Wednesday, December 18, 2019

Federally Funded Research to be Set Free?



There are few things the Trump administration has in common with the Obama Administration but trump appears on the cusp of yet another executive order which will make all federally funded (tax payer) research immediately available. Generally, the Obama Administration established a set of  initiatives to open access to government information and one of the related policies underwritten by the Office of Science and Technology (OSTP) was to make tax payer funded research more available.  In 2013, OSTP released a policy memorandum which "directed Federal agencies with more than $100M in R&D expenditures to develop plans to make the published results of federally funded research freely available to the public within one year of publication and requiring researchers to better account for and manage the digital data resulting from federally funded scientific research."  At the time, the year embargo represented a compromise agreed between publishers and the government via a 'deliberative' process.

The current administration (which had initially appeared to discard and abandon many of the open government initiatives implementated under Obama), has circulated an executive order (EO) which will effectively eliminate the one year embargo period.   Naturally, publishers including associations and membership organizations which rely on publishing revenue to support their operations are intensively concerned about this initiative. Oddly, while some reports suggest this EO has been circulating for a while, the Association of American Publishers (AAP) are only formally responding now with their concerns.   If this order is made, it will likely fundamentally change they way many academic and scientific publishing companies operate especially those publishing programs which operate where the preponderance of research money is spent.  Some more forward thinking publishers, having seen the trends in Europe with respect to open access, may be protected but there are many publishers for which this is going to represent a real danger to their financial viability.  Or at the least, they are going to have to withstand a difficult transition period to a new open access model.

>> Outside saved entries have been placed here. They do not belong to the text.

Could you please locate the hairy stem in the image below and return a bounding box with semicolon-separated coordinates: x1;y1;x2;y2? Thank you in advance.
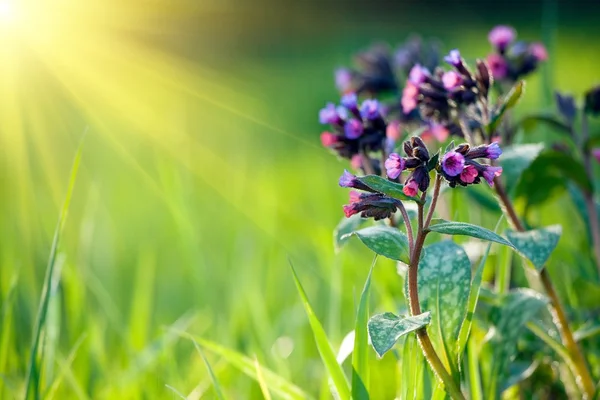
493;178;596;398
425;175;443;228
406;183;466;400
361;150;376;176
396;201;414;252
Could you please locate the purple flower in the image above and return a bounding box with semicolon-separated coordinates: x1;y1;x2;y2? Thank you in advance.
444;49;462;67
442;71;463;90
441;151;466;176
335;68;353;92
488;25;516;50
592;149;600;164
341;93;358;109
408;64;429;85
360;99;381;120
487;54;508;80
384;153;406;179
344;118;364;139
486;142;502;159
319;103;340;124
482;166;503;186
339;170;356;188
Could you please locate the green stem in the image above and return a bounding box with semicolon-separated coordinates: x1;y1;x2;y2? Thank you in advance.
406;181;466;400
493;178;596;399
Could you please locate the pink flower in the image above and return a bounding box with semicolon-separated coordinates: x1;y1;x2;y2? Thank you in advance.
488;25;516;49
386;120;402;141
403;180;419;197
343;204;358;218
460;165;478;184
442;71;463;90
351;154;363;170
320;132;338;147
441;151;466;177
408;64;429;85
430;124;449;142
487;54;508;80
482;166;503;186
401;81;419;114
530;42;548;61
335;68;353;93
349;190;362;204
592;148;600;163
384;153;406;179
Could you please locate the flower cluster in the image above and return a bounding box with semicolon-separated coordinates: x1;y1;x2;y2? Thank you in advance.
402;50;492;126
486;25;547;84
385;136;432;196
439;142;503;187
320;94;389;170
339;171;402;220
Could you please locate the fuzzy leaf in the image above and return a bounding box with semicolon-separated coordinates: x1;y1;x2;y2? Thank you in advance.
427;151;440;172
518;113;572;136
506;225;562;271
427;219;514;248
368;312;431;358
343;226;410;262
499;143;544;191
489;81;525;132
417;241;471;372
357;175;421;202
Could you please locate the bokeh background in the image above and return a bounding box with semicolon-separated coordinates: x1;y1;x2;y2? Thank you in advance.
1;0;599;398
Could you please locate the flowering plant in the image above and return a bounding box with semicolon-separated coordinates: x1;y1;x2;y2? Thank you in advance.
293;25;600;400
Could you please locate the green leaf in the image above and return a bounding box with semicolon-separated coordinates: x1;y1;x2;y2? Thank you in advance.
427;151;440;172
489;80;526;132
499;143;544;191
517;113;572;136
367;312;431;358
24;135;85;400
334;214;365;252
343;226;410;262
357;175;421;202
417;241;471;372
427;219;514;249
484;289;548;398
351;257;375;399
506;225;562;271
193;341;226;400
290;263;351;400
455;244;491;365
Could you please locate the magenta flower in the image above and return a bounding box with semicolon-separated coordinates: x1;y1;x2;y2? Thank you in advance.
384;153;406;179
335;68;353;93
360;99;381;120
319;103;341;124
444;49;462;67
348;190;362;204
386;120;402;141
441;151;466;177
401;81;419;114
442;71;463;90
530;42;548;61
408;64;429;85
343;204;359;218
488;25;516;50
460;165;478;184
344;118;364;139
487;54;508;80
482;166;503;186
403;180;419;197
592;149;600;163
320;132;339;147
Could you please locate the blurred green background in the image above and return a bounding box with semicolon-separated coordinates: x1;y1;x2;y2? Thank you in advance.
0;0;599;398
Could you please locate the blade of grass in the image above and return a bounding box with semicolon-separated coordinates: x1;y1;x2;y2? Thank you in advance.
254;356;272;400
0;269;19;394
24;133;85;400
165;385;187;400
351;256;376;400
192;340;225;400
467;338;483;400
177;332;309;400
289;261;351;400
45;334;87;400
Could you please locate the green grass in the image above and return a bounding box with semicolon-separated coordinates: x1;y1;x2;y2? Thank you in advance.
1;15;600;399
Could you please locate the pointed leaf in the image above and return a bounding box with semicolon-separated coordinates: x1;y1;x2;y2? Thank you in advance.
343;226;409;262
506;225;562;271
290;263;351;400
489;81;525;132
367;312;431;357
499;143;544;190
334;214;365;252
427;151;440;172
351;257;376;399
417;241;471;371
427;220;514;249
357;175;421;202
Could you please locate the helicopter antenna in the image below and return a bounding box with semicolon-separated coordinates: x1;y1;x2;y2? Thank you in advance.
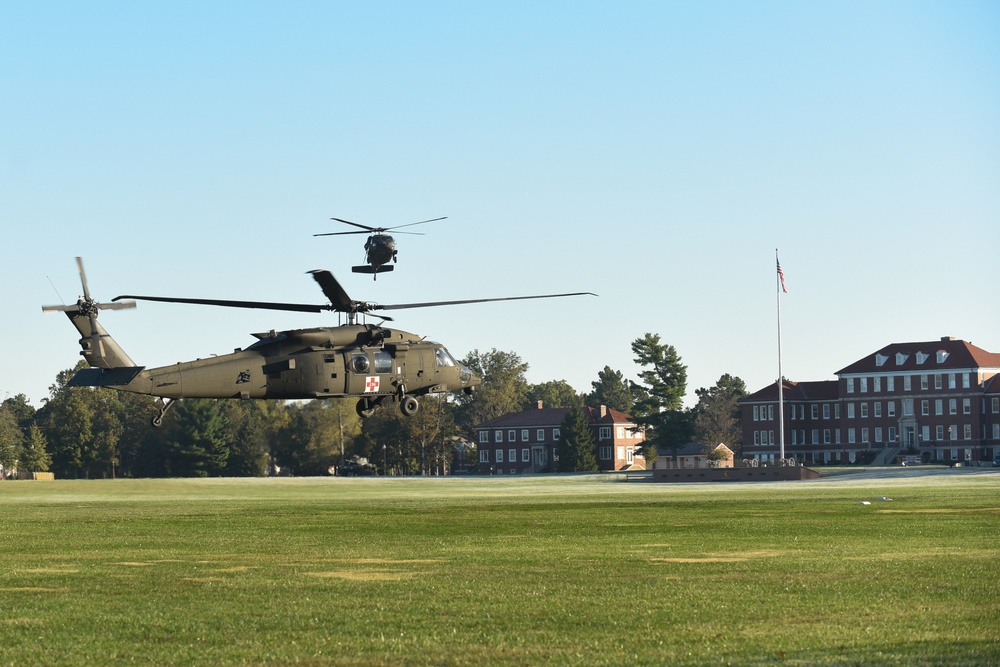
47;275;66;305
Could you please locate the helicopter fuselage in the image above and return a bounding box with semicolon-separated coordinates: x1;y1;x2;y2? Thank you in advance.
66;319;478;421
356;234;397;276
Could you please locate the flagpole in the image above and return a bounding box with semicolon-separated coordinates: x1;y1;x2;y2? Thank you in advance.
776;249;785;462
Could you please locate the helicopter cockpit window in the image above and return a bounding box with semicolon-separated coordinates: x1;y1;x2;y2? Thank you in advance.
435;347;457;367
373;351;392;374
351;353;370;374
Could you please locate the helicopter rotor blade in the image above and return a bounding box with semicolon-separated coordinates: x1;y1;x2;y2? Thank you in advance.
76;256;92;301
112;270;594;322
307;270;353;311
374;291;598;312
331;217;382;232
113;294;329;313
383;216;447;232
313;230;374;237
102;301;137;311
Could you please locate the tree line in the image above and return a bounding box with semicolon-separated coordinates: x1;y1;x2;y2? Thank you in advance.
0;334;747;478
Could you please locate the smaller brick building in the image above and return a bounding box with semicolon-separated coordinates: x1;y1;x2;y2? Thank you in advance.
654;443;734;469
475;402;645;474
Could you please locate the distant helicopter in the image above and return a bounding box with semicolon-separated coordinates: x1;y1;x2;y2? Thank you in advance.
314;216;446;279
44;258;595;426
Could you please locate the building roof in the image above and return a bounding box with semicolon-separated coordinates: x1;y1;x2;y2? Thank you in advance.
836;337;1000;375
477;407;568;429
741;380;839;403
584;405;636;425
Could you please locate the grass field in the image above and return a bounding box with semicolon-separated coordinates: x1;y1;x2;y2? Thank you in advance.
1;469;998;666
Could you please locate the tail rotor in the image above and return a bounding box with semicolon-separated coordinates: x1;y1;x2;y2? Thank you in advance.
43;257;137;368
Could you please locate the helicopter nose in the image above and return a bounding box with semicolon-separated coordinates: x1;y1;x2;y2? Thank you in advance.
461;366;480;387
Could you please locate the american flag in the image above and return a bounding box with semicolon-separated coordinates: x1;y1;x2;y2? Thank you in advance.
776;257;788;294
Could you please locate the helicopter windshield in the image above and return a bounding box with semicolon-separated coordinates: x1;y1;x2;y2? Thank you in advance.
434;346;457;367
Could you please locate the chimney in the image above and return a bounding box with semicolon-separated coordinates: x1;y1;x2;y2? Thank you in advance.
941;336;955;342
537;400;544;410
600;405;608;418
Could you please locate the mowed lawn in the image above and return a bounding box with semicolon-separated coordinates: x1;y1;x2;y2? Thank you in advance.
1;470;998;666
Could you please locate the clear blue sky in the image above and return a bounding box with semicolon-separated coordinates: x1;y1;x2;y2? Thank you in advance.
3;1;998;409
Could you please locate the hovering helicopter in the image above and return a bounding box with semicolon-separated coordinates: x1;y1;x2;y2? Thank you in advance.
313;216;446;279
44;258;595;426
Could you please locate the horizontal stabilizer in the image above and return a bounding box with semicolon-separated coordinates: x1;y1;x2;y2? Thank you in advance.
68;366;145;388
352;265;393;274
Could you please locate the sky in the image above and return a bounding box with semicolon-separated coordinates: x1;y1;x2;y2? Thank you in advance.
2;1;999;410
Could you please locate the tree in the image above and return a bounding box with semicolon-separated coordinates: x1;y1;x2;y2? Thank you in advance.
556;407;597;472
19;423;52;472
525;380;582;410
163;399;229;477
631;333;687;414
0;405;22;475
271;401;343;475
400;395;459;475
454;349;529;433
692;374;747;456
629;333;692;465
586;366;633;413
44;378;94;478
2;394;36;428
217;400;272;476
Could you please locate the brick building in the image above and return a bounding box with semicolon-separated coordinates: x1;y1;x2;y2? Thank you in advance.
475;402;645;474
740;337;1000;465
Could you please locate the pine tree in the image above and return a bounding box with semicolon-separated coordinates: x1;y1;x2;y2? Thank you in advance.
630;333;692;463
166;399;229;477
587;366;633;413
20;423;52;472
557;407;597;472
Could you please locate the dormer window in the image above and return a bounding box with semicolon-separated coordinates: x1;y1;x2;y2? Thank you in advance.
876;354;888;367
895;353;908;366
936;350;949;363
916;352;929;365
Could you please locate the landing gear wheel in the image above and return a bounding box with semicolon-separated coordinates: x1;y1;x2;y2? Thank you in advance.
151;398;176;428
356;397;376;419
400;395;419;417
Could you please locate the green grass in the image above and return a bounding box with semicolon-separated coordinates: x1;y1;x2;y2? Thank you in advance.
1;472;998;666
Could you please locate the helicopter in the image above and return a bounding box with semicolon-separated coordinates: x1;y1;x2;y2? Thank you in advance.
44;258;595;426
313;216;446;279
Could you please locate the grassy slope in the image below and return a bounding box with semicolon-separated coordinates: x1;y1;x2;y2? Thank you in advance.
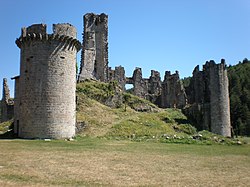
76;81;243;145
76;83;201;143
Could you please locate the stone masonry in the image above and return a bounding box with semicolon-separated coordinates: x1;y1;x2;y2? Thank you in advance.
78;13;109;82
183;60;231;137
15;23;81;139
126;68;186;109
108;66;126;91
160;71;187;108
1;78;14;122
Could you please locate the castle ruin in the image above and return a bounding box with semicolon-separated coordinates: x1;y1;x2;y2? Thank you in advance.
13;23;81;139
77;13;231;137
1;13;231;138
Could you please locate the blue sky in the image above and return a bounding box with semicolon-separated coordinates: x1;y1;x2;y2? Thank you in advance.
0;0;250;97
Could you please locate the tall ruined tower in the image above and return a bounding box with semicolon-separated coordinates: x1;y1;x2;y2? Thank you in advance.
78;13;108;82
15;23;81;139
184;60;231;137
206;60;231;137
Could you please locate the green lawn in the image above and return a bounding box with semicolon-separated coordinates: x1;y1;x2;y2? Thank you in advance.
0;138;250;187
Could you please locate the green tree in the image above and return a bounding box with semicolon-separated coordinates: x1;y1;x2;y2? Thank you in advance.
228;59;250;136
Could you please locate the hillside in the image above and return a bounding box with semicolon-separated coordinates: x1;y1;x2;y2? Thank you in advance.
76;81;242;144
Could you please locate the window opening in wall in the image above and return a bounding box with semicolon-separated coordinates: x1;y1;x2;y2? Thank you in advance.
125;84;134;94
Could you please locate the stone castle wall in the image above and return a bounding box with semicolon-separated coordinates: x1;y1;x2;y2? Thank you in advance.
108;66;126;91
125;68;186;109
15;23;81;139
160;71;187;108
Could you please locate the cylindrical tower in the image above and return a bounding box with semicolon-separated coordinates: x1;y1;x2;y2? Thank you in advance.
16;23;81;139
208;60;231;137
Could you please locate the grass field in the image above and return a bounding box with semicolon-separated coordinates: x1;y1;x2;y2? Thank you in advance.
0;137;250;187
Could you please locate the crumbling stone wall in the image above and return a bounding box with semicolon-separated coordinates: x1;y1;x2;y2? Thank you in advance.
148;70;162;104
184;60;231;137
126;67;148;99
108;66;126;91
126;68;186;109
160;71;187;108
78;13;108;82
1;78;14;122
15;23;81;139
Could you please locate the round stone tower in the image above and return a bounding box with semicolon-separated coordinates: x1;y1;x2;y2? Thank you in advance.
208;60;231;137
15;23;81;139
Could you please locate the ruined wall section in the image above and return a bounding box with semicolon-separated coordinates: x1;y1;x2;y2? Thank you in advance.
125;68;187;108
148;70;162;104
1;78;14;122
108;66;126;91
160;71;187;108
131;68;148;99
15;23;81;139
78;13;108;82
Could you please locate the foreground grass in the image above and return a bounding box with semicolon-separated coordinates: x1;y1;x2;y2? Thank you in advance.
0;138;250;187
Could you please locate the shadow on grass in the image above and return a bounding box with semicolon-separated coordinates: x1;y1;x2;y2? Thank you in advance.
0;130;17;139
0;122;17;139
174;118;190;124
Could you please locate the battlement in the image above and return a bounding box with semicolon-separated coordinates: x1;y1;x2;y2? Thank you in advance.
53;23;77;38
84;13;108;25
16;23;81;50
22;24;47;37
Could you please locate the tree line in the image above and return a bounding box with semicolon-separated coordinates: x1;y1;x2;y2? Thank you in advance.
228;58;250;136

The AAP's response has been very direct and represents the views of more than 125 publishers:
“The American publishing industry invests billions of dollars financing, organizing, and executing the world’s leading peer-review process in order to ensure the quality, reliability, and integrity of the scientific record,” said Maria A. Pallante, President & CEO of the Association of American Publishers. “The result is a public-private partnership that advances America’s position as the global leader in research, innovation, and scientific discovery. If the proposed policy goes into effect, not only would it wipe out a significant sector of our economy, it would also cost the federal government billions of dollars, undermine our nation’s scientific research and innovation, and significantly weaken America’s trade position. Nationalizing this essential function—that our private, non-profit scientific societies and commercial publishers do exceedingly well—is a costly, ill-advised path.”
The letter notes that “publishers both support and enable ‘open access’ business models and ‘open data’ as important options within a larger framework that assumes critical publisher investments remain viable. Under a legacy regulation that is still in force today, proprietary journal articles that report on federally funded research must be made available for free within 12 months of publication. This mandate already amounts to a significant government intervention in the private market. Going below the current 12 month ‘embargo’ would make it very difficult for most American publishers to invest in publishing these articles. As a consequence, it would place increased financial responsibility on the government through diverted federal research grant funds or additional monies to underwrite the important value added by publishing. In the coming years, this cost shift would place billions of dollars of new and additional burden on taxpayers.”
As with many initiatives with this administration, motivations may not be as pure as to provide more access to science and information; rather some have suggested that this action is a massive favor to private industry.   It is difficult to believe that Trump has any knowledge or awareness of the nuances of research publishing, business models or purpose.  It would be illuminating to know who is influencing this significant policy change.